Peki, edebiyat ideolojiye, ideolojinin gerçeklerden uçuran aldanışlarına karşı insana bir güvence verir mi? Ya, insanın kendi nefsinin zararlarına karşı herhangi bir melce sağlar mı o güçlü edebiyat? Kuşkusuz bu ayrı ve başka bir vesileyle üzerinde durulması gereken önemli bir mevzu ama son zamanlarda Altan'ın edebiyat kalitesinin giderek sığ propagandadan başka bir şey üretmeyen bir hamasetin cenderesinde işlediğini üzüntüyle izliyoruz. Yazdıkları iktidar eleştirisi falan değil, öyle olsa her çeşit saygıyı hak etmeye devam eder, aksine her hâlükarda muhalefet. Muhalefet ettiği her şeye de o sözüm ona güçlü edebiyatını alet ediyor.

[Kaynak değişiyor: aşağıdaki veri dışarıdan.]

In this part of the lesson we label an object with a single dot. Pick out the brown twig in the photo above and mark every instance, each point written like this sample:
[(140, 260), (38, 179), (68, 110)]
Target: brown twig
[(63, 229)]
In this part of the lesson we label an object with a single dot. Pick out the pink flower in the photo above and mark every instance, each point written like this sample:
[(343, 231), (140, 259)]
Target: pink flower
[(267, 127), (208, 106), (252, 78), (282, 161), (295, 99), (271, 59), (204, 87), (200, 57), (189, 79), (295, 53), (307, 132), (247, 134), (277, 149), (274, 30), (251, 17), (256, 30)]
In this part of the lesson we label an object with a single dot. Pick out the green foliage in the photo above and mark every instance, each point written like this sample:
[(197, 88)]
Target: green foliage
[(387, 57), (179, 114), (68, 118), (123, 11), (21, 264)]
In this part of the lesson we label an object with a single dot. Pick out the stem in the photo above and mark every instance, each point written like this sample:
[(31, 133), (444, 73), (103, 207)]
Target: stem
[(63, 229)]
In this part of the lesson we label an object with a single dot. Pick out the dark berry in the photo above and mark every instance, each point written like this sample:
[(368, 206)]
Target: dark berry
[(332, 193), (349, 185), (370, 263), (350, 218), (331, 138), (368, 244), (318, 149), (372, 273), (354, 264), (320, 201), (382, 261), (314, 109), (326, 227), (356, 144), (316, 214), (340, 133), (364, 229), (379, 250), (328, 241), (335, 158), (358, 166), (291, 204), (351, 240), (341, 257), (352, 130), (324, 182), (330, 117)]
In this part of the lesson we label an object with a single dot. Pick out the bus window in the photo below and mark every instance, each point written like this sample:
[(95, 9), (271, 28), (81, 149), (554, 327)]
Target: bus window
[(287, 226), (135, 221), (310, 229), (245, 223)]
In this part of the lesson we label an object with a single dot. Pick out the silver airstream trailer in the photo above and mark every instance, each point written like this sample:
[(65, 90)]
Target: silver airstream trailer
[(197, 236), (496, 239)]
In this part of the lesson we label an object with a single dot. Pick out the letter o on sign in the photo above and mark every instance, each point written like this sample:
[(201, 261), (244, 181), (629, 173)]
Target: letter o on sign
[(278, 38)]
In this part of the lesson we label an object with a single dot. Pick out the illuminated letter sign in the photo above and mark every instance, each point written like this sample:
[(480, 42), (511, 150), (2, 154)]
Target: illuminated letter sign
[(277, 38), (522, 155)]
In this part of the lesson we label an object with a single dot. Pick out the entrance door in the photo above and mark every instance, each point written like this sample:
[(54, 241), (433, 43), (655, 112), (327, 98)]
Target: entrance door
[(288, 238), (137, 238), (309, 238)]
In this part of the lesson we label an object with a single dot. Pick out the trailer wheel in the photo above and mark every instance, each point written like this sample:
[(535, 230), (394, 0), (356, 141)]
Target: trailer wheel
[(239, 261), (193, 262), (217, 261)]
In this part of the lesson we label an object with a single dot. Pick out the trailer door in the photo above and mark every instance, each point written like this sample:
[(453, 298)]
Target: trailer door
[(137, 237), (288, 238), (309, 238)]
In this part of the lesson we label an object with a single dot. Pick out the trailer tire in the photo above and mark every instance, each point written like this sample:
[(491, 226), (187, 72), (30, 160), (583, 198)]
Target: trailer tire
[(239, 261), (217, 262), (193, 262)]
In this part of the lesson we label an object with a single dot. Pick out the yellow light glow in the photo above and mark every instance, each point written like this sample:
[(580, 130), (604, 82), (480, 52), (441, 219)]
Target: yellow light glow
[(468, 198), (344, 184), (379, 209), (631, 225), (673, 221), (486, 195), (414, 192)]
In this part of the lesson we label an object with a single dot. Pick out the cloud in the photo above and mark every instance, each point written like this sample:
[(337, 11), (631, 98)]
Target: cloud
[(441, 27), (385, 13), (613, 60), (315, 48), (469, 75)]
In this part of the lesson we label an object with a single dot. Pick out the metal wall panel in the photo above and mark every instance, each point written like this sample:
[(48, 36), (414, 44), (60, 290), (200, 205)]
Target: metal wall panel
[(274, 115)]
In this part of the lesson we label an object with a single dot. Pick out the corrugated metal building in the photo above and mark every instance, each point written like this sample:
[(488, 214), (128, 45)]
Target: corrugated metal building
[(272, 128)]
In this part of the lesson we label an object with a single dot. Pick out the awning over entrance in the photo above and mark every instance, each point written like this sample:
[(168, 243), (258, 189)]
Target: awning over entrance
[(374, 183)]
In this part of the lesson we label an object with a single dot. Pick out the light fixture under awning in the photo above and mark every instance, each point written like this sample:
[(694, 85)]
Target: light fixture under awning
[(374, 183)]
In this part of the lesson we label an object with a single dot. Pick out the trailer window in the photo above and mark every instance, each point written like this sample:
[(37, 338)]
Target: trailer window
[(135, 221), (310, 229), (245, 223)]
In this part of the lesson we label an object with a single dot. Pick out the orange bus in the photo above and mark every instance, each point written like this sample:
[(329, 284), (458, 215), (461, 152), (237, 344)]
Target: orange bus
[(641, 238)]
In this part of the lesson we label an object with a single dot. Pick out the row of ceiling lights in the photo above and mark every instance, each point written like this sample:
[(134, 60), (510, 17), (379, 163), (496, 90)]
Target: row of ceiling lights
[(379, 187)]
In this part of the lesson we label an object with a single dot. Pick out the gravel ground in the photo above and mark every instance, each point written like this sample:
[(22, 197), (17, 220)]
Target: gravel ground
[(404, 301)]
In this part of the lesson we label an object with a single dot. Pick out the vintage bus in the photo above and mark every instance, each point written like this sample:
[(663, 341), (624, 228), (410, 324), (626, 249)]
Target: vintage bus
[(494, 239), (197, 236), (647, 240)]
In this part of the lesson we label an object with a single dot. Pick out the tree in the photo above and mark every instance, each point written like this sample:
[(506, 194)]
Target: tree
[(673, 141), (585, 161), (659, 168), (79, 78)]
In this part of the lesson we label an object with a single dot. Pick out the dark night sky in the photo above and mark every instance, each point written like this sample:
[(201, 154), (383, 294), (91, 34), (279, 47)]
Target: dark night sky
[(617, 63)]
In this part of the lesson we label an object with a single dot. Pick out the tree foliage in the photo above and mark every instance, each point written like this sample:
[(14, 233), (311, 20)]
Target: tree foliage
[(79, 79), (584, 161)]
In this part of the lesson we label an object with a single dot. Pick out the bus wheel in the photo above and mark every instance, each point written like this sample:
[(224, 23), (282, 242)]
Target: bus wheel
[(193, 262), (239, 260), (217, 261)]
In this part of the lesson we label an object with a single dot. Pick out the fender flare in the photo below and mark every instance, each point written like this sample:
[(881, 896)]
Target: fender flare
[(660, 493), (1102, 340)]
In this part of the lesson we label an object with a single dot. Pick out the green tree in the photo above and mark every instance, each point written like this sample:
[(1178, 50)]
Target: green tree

Bu aşamada ABD'nin Türkiye'yi yalnız bırakması üzerine bir coşkuyla kaleme sarılan Altan'ın dikkatinden kaçan bir noktayı kendisine hatırlatalım. Hani eski Altan böyle bir şeyi asla ıskalamazdı. Suriye'de Türkiye'nin önerisini gerçekçi bulmadığı söylenen Martin Dempsey denen şahıs ABD'nin Genelkurmay Başkanı, bir general. Üstelik Dempsey bu açıklamasında sadece Türkiye'nin önerisini gerçekçi bulmadığını söylememiş, kendi başkanına yani Obama'ya da verip veriştirmiş. Bildiğimiz Ahmet Altan'ın "Suriye'de tek başına" bir Türkiye'den önce bunu görmesini beklerdik. ABD siyasetine hiç yakışmayan bu manzara hiç mi askeri vesayeti andırmıyor? Bu generale karşı Obama'nın ne yapması gerektiği Altan'ı daha fazla ilgilendirmeli değil miydi?

Altan'dan Suriye'deki çoluk-çocuk, yaşlı sivil katliamlarına karşı Türkiye'yi yalnız bırakmasıyla Amerika'nın sergilediği ikiyüzlü pazarlıkçı tutumu daha fazla görmesini, kalemiyle bu tutumun iğrençliğini hissetmeyenlere daha fazla hissettirmesini beklerdik. Bu katliamlara karşı Türkiye'nin "tek başına" sergilediği duyarlılık esasen gurur verecek bir duyarlılık. Buradan rasyonel-çıkarcı dış politika analizlerine uzanmak ve Türkiye'nin kayıplarını saymaksa, vicdan sahibi bir akla en son gelecek şey.

Retorik de edebiyat da nihayetinde tercihle gerçekleşen bir performanstır. Bu süreçte kimin neyi tercih ettiğini en güçlü retorik bile örtbas edemez. Masum insanların, çocukların, yaşlıların dökülen kanlarının gerçekliği bütün retoriği alır götürür.